Do this in a Jupyter notebook so the graphs will display properly
The main function, train_nn, has the following signature:
train_nn(layers_dimensions, activation_functions, X , Y , learning_rate , n_iter, lambda)
These inputs are:
- layers_dimensions - the number of layers and neurons in each layer
- activation_functions - the activation function to use for each (non-input) layer
- X - input features, as xn x m matrix
- Y - output values, as 1 x m matrix
- learning_rate -
$\alpha$ - n_iter - number of iterations to train neural network
- lambda - regularization hyperparameter (ridge regression)
Here is an example of running train_nn on 100 data points. X is two-dimensional and each coordinate is randomly drawn from (-1,1). The outputs are 1 if X lies within a circle. There is a single hidden layer with 3 neurons.
layers_dimensions = (2,3,1)
activation_functions = ["relu", "sigmoid"]
s = 2; X = s*rand(2,100).-s/2;
Y = (X[1,:].^2+X[2,:].^2).<0.5
Y=Y'
learning_rate = 1
n_iter = 1000
lambda = 1
params, costs = train_nn(layers_dimensions, activation_functions, X , Y , learning_rate , n_iter, lambda)
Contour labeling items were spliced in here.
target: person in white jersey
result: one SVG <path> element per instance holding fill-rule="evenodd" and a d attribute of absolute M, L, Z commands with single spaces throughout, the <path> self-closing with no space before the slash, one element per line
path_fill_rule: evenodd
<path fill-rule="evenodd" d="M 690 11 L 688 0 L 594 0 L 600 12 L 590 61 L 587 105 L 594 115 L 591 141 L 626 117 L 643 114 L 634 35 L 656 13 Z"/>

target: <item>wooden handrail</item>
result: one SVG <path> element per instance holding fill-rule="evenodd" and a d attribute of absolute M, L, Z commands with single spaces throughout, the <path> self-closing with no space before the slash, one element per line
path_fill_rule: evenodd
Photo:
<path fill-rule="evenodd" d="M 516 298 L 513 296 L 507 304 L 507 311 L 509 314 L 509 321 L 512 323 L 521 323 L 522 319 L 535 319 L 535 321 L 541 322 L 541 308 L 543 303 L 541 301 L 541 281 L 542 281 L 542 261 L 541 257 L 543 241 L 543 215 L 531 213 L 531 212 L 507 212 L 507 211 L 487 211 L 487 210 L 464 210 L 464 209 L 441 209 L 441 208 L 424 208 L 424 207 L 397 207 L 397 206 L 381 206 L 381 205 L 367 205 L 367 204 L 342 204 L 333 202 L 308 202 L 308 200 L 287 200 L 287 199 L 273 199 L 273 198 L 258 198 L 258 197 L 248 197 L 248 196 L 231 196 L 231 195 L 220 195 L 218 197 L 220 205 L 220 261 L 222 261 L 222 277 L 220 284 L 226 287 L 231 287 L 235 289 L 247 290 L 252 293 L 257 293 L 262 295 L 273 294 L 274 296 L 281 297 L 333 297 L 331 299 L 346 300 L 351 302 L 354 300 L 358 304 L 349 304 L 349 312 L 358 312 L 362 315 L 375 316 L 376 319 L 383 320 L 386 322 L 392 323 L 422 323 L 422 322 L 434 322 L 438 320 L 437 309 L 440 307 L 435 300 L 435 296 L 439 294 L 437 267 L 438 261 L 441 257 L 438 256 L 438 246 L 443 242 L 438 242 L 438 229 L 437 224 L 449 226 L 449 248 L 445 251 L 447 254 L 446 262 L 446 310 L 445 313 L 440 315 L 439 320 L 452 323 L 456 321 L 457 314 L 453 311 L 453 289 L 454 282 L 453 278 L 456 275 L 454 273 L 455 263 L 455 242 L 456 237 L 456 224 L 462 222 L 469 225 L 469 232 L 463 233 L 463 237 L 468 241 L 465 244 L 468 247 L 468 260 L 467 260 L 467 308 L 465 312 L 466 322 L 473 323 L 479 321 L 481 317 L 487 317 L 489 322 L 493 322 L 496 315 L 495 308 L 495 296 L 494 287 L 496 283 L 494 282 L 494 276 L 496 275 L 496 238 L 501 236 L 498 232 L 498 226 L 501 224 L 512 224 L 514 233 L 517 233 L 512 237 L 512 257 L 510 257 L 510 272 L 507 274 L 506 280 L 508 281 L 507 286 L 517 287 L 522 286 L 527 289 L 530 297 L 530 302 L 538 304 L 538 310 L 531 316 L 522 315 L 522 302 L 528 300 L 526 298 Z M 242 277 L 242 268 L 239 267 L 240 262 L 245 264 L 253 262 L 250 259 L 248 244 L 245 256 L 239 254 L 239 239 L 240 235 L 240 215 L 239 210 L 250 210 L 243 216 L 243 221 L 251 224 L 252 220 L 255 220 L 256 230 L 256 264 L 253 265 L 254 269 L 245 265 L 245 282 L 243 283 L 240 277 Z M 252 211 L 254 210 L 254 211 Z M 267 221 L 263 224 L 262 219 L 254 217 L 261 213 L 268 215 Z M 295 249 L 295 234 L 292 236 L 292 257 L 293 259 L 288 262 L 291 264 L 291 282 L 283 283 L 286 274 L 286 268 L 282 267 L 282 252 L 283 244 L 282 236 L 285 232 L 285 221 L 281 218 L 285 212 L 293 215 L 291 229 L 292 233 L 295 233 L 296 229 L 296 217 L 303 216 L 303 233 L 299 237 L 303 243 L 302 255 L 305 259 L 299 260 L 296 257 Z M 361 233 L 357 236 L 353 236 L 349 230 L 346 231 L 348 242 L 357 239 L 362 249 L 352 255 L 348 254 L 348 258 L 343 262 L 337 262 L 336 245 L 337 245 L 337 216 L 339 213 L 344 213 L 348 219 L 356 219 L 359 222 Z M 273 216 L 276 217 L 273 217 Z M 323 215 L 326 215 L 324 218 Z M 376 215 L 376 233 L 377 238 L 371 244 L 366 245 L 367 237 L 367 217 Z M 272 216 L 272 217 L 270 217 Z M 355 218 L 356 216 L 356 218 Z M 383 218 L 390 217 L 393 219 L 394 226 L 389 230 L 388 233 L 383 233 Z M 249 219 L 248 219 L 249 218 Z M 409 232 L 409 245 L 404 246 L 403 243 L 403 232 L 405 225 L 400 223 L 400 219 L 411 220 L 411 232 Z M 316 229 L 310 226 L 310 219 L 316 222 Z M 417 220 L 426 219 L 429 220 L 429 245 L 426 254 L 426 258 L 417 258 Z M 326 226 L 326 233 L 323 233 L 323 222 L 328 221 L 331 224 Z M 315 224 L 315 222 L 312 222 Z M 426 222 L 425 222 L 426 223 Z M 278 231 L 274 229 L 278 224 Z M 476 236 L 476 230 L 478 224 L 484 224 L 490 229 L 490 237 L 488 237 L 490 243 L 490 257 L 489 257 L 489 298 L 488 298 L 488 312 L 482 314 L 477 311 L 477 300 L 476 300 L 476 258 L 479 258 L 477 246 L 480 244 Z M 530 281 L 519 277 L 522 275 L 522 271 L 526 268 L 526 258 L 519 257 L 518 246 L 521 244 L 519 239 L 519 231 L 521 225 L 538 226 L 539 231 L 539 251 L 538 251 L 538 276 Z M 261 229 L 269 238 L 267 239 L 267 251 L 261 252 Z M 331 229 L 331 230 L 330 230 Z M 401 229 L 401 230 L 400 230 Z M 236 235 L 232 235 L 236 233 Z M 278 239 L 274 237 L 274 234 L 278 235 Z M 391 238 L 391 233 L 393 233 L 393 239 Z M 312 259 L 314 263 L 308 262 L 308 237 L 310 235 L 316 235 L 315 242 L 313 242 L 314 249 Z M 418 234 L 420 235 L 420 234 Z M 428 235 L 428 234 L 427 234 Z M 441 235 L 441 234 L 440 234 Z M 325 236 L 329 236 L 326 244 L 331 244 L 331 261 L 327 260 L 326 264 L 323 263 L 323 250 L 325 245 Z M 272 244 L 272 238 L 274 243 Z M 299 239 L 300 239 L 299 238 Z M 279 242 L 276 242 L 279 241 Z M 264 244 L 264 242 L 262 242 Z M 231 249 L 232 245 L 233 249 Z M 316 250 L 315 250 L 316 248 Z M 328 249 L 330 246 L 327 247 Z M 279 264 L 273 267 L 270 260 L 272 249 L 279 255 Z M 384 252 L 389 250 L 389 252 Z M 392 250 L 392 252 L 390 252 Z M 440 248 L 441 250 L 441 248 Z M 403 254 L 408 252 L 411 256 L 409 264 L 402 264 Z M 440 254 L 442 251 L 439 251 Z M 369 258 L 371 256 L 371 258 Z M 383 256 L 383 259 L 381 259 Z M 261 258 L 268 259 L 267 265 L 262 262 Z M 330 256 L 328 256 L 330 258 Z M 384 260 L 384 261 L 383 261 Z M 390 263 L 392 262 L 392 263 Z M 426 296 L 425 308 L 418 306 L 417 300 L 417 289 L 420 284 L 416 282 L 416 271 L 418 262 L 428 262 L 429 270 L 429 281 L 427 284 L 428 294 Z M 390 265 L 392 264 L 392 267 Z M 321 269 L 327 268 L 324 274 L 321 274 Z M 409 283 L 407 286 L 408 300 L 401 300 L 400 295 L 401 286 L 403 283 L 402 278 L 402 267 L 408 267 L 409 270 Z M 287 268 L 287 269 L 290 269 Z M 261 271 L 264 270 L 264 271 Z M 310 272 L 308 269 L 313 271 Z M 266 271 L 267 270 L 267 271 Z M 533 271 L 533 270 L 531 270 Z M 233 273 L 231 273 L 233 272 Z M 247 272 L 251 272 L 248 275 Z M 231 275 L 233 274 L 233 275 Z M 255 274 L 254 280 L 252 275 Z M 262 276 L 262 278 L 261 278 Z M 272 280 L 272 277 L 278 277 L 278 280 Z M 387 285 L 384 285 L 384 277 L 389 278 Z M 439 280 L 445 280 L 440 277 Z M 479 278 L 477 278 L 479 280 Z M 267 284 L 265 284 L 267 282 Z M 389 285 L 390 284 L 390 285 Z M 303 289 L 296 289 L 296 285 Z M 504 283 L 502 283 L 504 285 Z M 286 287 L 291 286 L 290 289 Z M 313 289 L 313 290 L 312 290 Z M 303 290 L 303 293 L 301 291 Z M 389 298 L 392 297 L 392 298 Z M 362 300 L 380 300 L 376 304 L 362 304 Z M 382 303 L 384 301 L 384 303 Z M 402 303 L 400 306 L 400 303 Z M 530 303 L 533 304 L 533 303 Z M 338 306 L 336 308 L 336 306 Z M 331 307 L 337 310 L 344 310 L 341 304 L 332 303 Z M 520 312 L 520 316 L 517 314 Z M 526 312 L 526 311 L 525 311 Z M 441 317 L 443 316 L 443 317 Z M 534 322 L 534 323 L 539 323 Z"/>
If you ran this in a Jupyter notebook, you'll see a bunch of lines of cost and accuracy outputs, along with two plots (you may have to scroll down a lot to see them). Accuracy tests whether the NN output is <0.5 or >0.5 and matches the original data.
A few [unfortunate] notes on this [as-of-yet] simple implementation of NN:
- Sometimes it doesn't converge. I haven't figured out why yet. You want the accuracy to be pretty close to 1. Try running train_nn again, or increase the iterations and/or learning rate.
- It may take a lot of iterations to converge!
- It may require a very high learning rate (such as 1)!
- Experiment with lambda to see which encourages it to converge more reliably.